Für Umverteilung: Die Lohneinkommen sinken seit 25 Jahren auf Kosten der Gewinneinkommen, die Vermögenssteuern in Österreich sind die niedrigsten in der OECD. Unter solchen Umständen darf, soll und muss die Sozialdemokratie für mehr Umverteilung eintreten, etwa durch eine steuerliche Gleichstellung von Privatstiftungen mit Kapitalgesellschaften und die Einführung treffsicherer Vermögenssteuern.

Ob die Kronen Zeitung in diesem Zusammenhang ein guter Verbündeter ist, darf hinterfragt werden. Die Dichand-Privatstiftung verfügt, so schätzt das Magazin Trend, über ein Stiftungsvolumen von 518 (!) Millionen Euro. Laut der Tageszeitung taz bezieht der Herausgeber zusätzlich ein Jahreseinkommen von rund acht Mio. Es dürfte jedem Sozialdemokraten einleuchten, dass die Besteuerung von Stiftungen und Vermögen nicht im unmittelbaren Interesse der Krone liegen kann. Wie schon in der Vergangenheit geschehen, würden diesbezügliche Vorschläge wohl in einer entsprechenden Kampagne des Kleinformats - nicht ganz uneigennützig - als "Sparbuchsteuer" gebrandmarkt.

Falsche Götzen

Für Europa: Die SPÖ soll, ohne an antieuropäischen Ressentiments auch nur anzustreifen, für eine Reform der EU eintreten. Im Zentrum kann dabei nur die Schaffung einer Sozialunion stehen, wobei natürlich vom momentanen Status quo ausgegangen werden muss. Eine Neugründung Europas wird es nicht geben. Langsame Reformen wie der Vertrag von Lissabon werden - mit oder ohne Volksabstimmung - der Weg in Richtung jenes Ziels sein, das Johannes Voggenhuber so vortrefflich als "Europäische Demokratie" bezeichnet. In diesem Zusammenhang wäre übrigens der Aufbau einer europäischen Sozialdemokratie und einer europäischen Gewerkschaft, die das Prädikat "europäisch" auch verdienen, angesagt.

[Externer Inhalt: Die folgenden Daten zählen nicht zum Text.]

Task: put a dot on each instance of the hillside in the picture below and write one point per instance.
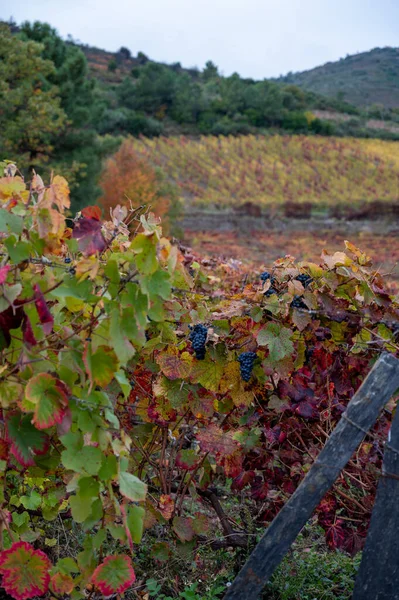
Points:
(362, 79)
(280, 172)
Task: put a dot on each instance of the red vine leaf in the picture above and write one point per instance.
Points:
(3, 273)
(62, 583)
(223, 446)
(11, 318)
(92, 212)
(166, 506)
(27, 332)
(187, 459)
(183, 528)
(114, 576)
(25, 571)
(45, 316)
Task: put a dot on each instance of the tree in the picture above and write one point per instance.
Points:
(112, 65)
(127, 178)
(31, 116)
(124, 53)
(210, 71)
(78, 152)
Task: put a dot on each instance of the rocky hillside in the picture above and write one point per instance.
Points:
(362, 79)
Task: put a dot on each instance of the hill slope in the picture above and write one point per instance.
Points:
(361, 79)
(338, 173)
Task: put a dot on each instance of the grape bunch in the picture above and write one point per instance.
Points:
(297, 302)
(265, 276)
(304, 279)
(198, 338)
(270, 292)
(246, 360)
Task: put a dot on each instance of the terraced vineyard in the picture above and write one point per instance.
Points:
(227, 172)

Es ist eine Schande, dass das "Kapital" seit Jahrzehnten keine Grenzen mehr kennt, während die als internationalistisch konzipierte Arbeiterbewegung ihr Dasein in Provinzpossen fristet und dem innereuropäischen Standortwettbewerb huldigt.

Notwendige Offensive

Für Gleichberechtigung: Mit der Flexibilisierung des Kindergeldes und den Investitionen in die Ausbildung von Tagesmüttern und -vätern im Ausmaß von 35 Millionen Euro jährlich wurden von der Regierung Gusenbauer positive Akzente gesetzt. Trotzdem soll beim Thema Gleichstellung offensiver vorgegangen werden: Im Bereich der staatlich angebotenen kostenlosen Kinderbetreuung gibt es massiven Investitionsbedarf, denn Tagesmütter bzw. -väter wird sich nur ein Teil der Bevölkerung leisten können. Überdies sollte die Idee der Väterkarenz ganz oben auf der SP-Agenda stehen.

Auch in der Privatwirtschaft sind Maßnahmen zur Gleichstellung notwendig, Vorbildcharakter hat hierbei die norwegische Frauenquote für Aufsichtsräte börsennotierter Unternehmen, die per Gesetz 40 Prozent betragen muss. Die völlige Gleichstellung Homosexueller muss für die SPÖ so selbstverständlich sein wie die Gewaltentrennung.

Für die Akzeptanz der Migration: Zehn Prozent der Bevölkerung haben keine österreichische Staatsbürgerschaft, 15 Prozent der hier lebenden Menschen wurden im Ausland geboren. Bei einer Fertilitätsrate von 1,4 kann der Bevölkerungsstand ohne Zuwanderung nicht aufrechterhalten werden. Die Auswirkungen eines Zuwanderungsstopps auf die Volkswirtschaft wären damit mittelfristig katastrophal. Die SPÖ muss beim Thema Integration in die Offensive gehen und darf sich nicht vor FPÖ/BZÖ hertreiben lassen. Nicht nur die staatspolitische Vernunft, vor allem auch das sozialdemokratische Prinzip, stets als Anwältin und Bewegung der Schwächsten in der Gesellschaft zu agieren, sollten die SPÖ-Führung dazu veranlassen, offensiv für Integration und für eine akzeptable Regelung der Zuwanderung einzutreten. Eine klare Linie in dieser Frage werden die meisten WählerInnen respektieren. Jene aber, deren Ausländerhass die subjektive Wichtigkeit anderer politischer Themen übersteigt, werden immer den blau-orangen Schmied, nie jedoch den roten Schmiedl wählen.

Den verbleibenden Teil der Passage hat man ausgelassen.